Nicoló, que había estado observando la escena con una sonrisa, dio un paso al frente. —Soy Nicoló —dijo, extendiendo la mano—. Primo de Violeta por parte de su padre.
Mauricio lo miró con curiosidad, pero le estrechó la mano con calidez. —Bienvenido, joven. Cualquier familiar de Lila es bienvenido aquí.
Y entonces, todos los ojos se volvieron hacia el pequeño que estaba detrás de Violeta, observando la escena con sus grandes ojos verdes.
Salvatore estaba de pie, con las manos detrás de la espalda y una expresión de dignidad herida. Llevaba su pequeño traje azul, impecablemente planchado, y su cabello oscuro estaba peinado hacia atrás.

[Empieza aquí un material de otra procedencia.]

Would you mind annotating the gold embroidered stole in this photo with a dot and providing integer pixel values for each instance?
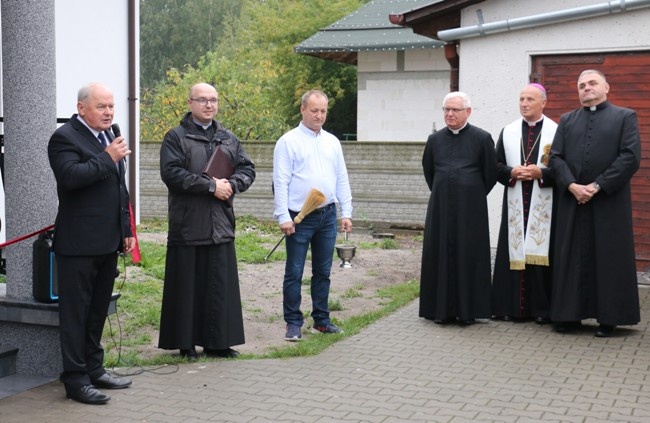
(531, 247)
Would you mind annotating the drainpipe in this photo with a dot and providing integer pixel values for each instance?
(451, 54)
(133, 39)
(576, 13)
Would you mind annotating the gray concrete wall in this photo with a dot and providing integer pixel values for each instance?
(388, 187)
(29, 108)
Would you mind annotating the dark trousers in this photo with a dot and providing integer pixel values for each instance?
(85, 289)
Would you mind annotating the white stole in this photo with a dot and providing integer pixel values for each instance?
(531, 247)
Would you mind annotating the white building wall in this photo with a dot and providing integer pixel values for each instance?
(92, 45)
(400, 94)
(494, 68)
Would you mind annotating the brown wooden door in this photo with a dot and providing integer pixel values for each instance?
(628, 75)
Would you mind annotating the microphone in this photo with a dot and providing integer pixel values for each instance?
(116, 130)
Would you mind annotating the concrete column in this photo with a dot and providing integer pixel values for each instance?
(29, 94)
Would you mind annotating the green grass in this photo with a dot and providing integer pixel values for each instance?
(139, 307)
(395, 296)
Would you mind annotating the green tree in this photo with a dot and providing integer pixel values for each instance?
(259, 77)
(175, 33)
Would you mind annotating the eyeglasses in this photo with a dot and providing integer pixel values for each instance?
(454, 111)
(205, 101)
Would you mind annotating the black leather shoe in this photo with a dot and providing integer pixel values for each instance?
(605, 331)
(87, 394)
(566, 327)
(227, 353)
(107, 381)
(190, 354)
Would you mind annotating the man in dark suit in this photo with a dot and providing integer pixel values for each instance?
(91, 228)
(595, 152)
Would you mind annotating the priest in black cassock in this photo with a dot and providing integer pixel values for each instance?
(460, 168)
(595, 153)
(521, 285)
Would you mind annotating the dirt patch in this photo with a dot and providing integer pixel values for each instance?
(353, 290)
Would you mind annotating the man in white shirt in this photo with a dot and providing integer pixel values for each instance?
(304, 158)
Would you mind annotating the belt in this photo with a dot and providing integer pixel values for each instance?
(320, 209)
(324, 208)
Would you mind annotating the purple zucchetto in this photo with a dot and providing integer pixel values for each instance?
(538, 86)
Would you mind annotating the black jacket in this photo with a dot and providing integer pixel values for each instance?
(196, 216)
(93, 215)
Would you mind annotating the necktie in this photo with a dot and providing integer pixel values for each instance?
(102, 139)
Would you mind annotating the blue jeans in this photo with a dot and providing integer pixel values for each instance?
(318, 229)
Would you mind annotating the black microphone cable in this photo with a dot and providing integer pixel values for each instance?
(136, 369)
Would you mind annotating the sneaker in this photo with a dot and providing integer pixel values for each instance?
(329, 328)
(293, 333)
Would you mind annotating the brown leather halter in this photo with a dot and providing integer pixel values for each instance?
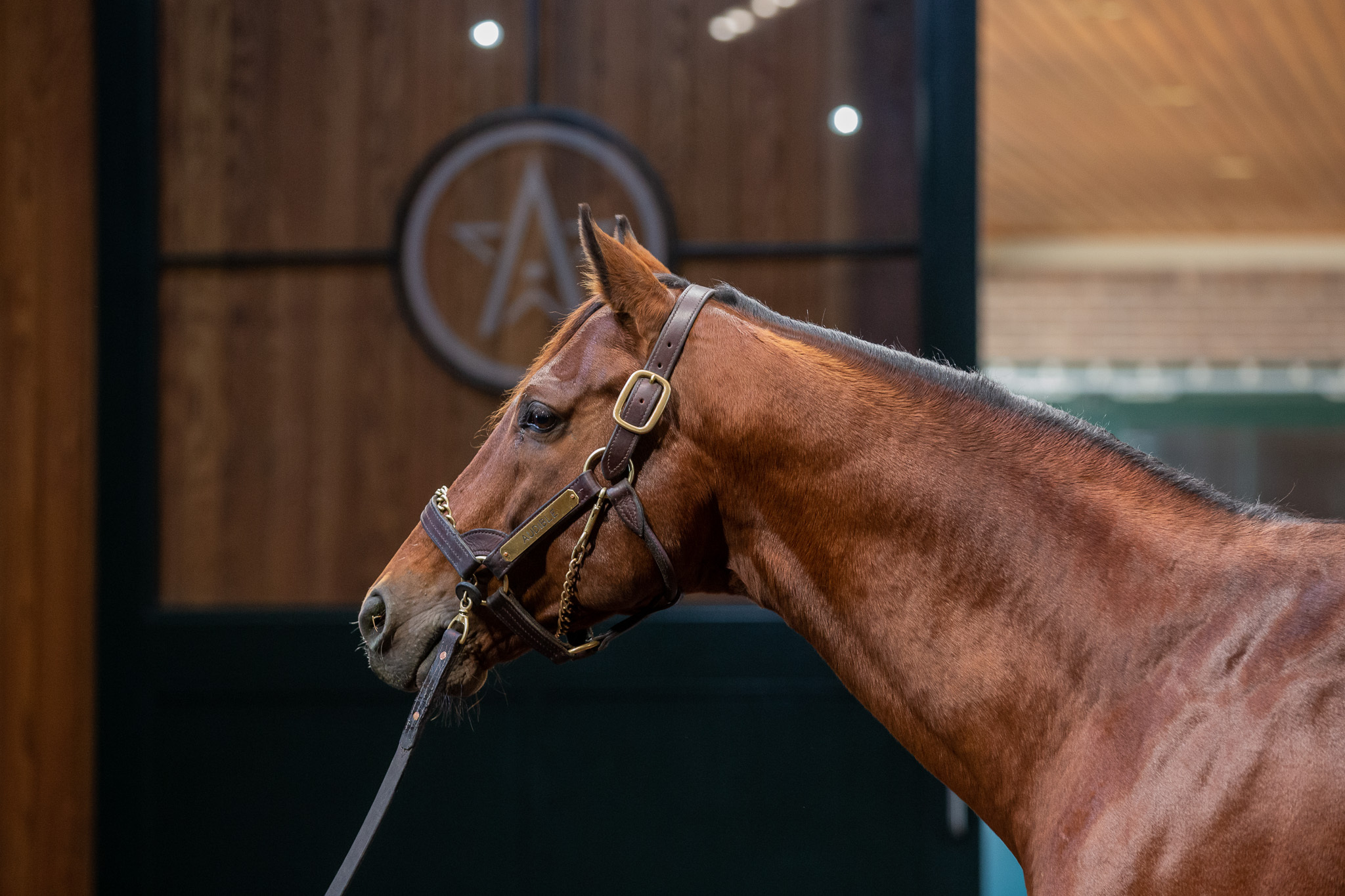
(489, 553)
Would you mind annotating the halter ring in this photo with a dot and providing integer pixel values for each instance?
(590, 464)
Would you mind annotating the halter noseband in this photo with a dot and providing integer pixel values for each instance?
(489, 551)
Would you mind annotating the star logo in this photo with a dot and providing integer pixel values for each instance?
(486, 264)
(499, 246)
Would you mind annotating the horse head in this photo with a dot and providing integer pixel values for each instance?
(545, 435)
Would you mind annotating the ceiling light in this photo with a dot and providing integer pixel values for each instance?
(487, 34)
(721, 28)
(741, 19)
(844, 120)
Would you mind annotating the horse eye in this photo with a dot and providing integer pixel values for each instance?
(539, 418)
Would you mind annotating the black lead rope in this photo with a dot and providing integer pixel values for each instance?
(410, 736)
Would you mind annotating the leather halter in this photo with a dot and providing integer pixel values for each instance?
(636, 413)
(489, 551)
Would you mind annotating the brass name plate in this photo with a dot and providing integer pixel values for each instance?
(541, 524)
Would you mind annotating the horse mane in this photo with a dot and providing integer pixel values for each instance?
(885, 360)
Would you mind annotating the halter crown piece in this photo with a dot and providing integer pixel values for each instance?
(479, 555)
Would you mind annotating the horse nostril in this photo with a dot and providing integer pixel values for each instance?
(373, 617)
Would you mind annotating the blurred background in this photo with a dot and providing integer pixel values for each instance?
(267, 268)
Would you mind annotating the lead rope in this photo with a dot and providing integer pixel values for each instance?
(571, 590)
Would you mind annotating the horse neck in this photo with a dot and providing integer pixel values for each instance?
(974, 581)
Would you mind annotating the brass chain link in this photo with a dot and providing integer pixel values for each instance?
(441, 504)
(571, 590)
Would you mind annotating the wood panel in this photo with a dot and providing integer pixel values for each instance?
(739, 129)
(1149, 116)
(303, 430)
(301, 427)
(296, 125)
(46, 450)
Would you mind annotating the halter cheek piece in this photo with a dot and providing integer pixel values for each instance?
(487, 551)
(477, 553)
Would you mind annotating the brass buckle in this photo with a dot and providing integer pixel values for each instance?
(584, 648)
(658, 408)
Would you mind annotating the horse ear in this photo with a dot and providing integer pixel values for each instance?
(627, 237)
(623, 280)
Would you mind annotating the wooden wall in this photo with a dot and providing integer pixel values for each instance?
(301, 425)
(46, 446)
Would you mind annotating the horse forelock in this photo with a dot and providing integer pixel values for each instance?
(560, 336)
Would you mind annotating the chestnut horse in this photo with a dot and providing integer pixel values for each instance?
(1133, 679)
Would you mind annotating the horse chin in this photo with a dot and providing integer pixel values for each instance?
(463, 677)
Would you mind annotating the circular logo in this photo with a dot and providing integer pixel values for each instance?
(487, 240)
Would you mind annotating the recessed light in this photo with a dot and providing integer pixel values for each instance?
(844, 120)
(487, 34)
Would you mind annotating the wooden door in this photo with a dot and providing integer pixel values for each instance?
(272, 426)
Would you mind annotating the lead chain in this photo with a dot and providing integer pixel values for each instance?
(569, 591)
(441, 504)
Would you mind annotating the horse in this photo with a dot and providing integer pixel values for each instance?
(1134, 680)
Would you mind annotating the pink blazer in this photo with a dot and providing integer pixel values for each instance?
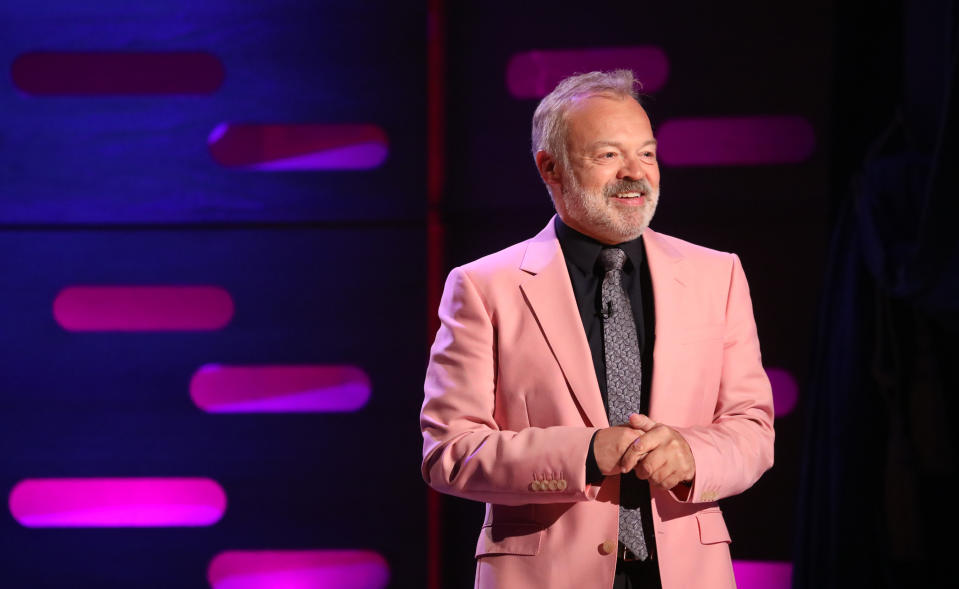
(512, 401)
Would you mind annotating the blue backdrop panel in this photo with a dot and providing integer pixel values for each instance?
(145, 158)
(118, 404)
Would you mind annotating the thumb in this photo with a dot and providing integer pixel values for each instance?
(641, 422)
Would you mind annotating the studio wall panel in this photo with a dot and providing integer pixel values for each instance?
(113, 405)
(101, 150)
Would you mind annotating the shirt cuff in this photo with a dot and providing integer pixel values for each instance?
(594, 476)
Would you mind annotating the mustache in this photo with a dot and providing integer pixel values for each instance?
(641, 185)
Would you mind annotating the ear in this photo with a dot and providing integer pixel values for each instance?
(548, 168)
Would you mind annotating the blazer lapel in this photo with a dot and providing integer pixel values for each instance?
(550, 297)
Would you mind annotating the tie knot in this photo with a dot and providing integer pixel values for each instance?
(612, 258)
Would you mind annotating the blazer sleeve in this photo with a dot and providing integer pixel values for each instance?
(465, 452)
(733, 451)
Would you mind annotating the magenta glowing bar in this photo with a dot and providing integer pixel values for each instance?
(286, 147)
(64, 73)
(217, 388)
(143, 308)
(534, 74)
(298, 569)
(755, 574)
(785, 390)
(117, 502)
(735, 141)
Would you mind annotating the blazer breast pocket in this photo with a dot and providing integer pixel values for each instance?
(509, 538)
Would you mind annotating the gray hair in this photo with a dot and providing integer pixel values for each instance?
(549, 120)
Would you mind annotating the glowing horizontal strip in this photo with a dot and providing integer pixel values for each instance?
(117, 502)
(53, 73)
(277, 147)
(143, 308)
(755, 574)
(735, 141)
(261, 569)
(279, 389)
(534, 74)
(785, 390)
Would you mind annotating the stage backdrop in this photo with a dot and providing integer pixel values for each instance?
(213, 320)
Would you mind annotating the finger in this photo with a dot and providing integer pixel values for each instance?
(632, 455)
(640, 421)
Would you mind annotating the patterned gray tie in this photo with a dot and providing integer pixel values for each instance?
(623, 377)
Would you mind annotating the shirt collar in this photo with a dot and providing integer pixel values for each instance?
(583, 250)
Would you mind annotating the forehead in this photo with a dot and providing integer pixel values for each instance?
(606, 118)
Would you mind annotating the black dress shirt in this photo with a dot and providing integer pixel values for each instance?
(586, 275)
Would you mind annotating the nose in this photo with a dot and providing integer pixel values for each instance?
(632, 169)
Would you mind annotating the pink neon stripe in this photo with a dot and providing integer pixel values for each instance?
(754, 574)
(298, 569)
(59, 73)
(117, 502)
(143, 308)
(736, 141)
(279, 389)
(785, 390)
(534, 74)
(279, 147)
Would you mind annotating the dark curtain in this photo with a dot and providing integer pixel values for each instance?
(880, 453)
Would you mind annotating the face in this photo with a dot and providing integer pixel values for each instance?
(609, 188)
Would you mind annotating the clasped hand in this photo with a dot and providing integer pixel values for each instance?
(655, 452)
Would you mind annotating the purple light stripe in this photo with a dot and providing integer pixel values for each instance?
(117, 502)
(534, 74)
(286, 147)
(735, 141)
(298, 569)
(754, 574)
(785, 390)
(279, 389)
(64, 73)
(143, 308)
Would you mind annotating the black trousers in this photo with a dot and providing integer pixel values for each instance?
(637, 575)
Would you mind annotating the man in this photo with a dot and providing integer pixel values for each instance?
(598, 386)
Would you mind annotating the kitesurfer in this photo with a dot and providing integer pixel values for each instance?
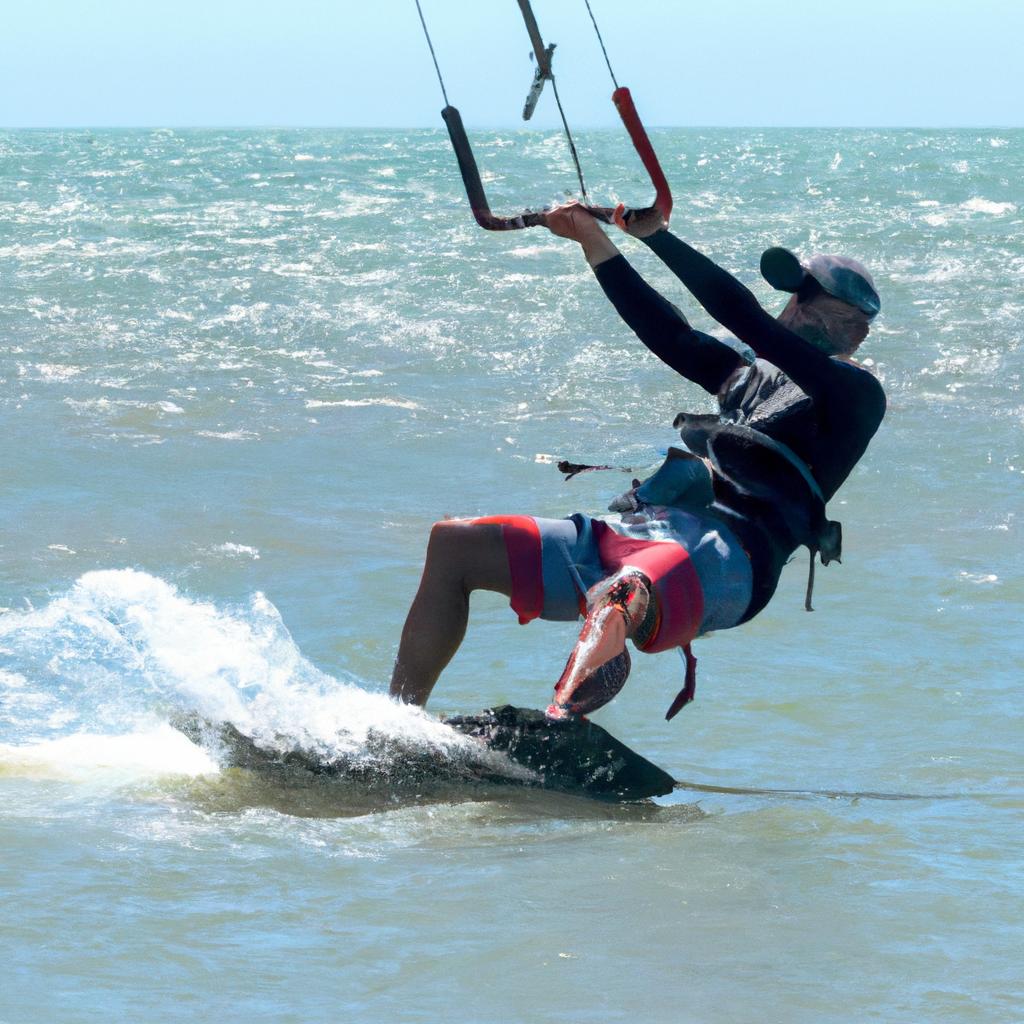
(700, 544)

—Mami —dijo, y su voz resonó con claridad—. ¿Por qué nadie me mira y nadie me mima? ¿No soy el único bebé de la casa?
El silencio se hizo por un segundo. Y luego, todos estallaron en carcajadas.
Violeta se llevó la mano a la boca, conteniendo la risa. —Salvatore, querido, no eres un bebé. Eres un niño grande, ¿recuerdas?
—Pero aquí soy el más pequeño —argumentó él, con una lógica impecable—. Y cuando soy el más pequeño, soy un bebé. Y los bebés reciben mimos.
Mauricio se arrodilló frente a él, con los ojos brillantes de emoción. —Tienes toda la razón, pequeño. ¿Puedo darte un abrazo?
Salvatore lo miró con seriedad, evaluándolo. Y luego, con la dignidad de un rey, extendió los brazos. —Está bien. Pero solo porque eres mi tío abuelo.
Mauricio lo abrazó con ternura, y Salvatore, después de un momento de rigidez, se relajó y correspondió al abrazo.
—¿Ves? —dijo Violeta, con la voz entrecortada por la emoción—. Ya tienes a alguien que te mime.
—Sí —respondió Salvatore, separándose de Mauricio—. Pero quiero que todos me mimen. Es mi derecho como el más pequeño.
Nicoló soltó una risita que resonó en toda la casa. —Este niño va a ser un magnate, prima. Tiene más labia que todos nosotros juntos.
Violeta sonrió, pero en su interior, una parte de ella se preguntaba de dónde había sacado Salvatore esa habilidad para manipular a todos con su carisma. Y la respuesta, aunque no quería admitirla, era obvia: de su padre.
—Vamos a pasar adentro —dijo Mauricio, guiándolos hacia la casa—. He preparado algo de comer. Y tengo muchas ganas de conocer a este pequeño.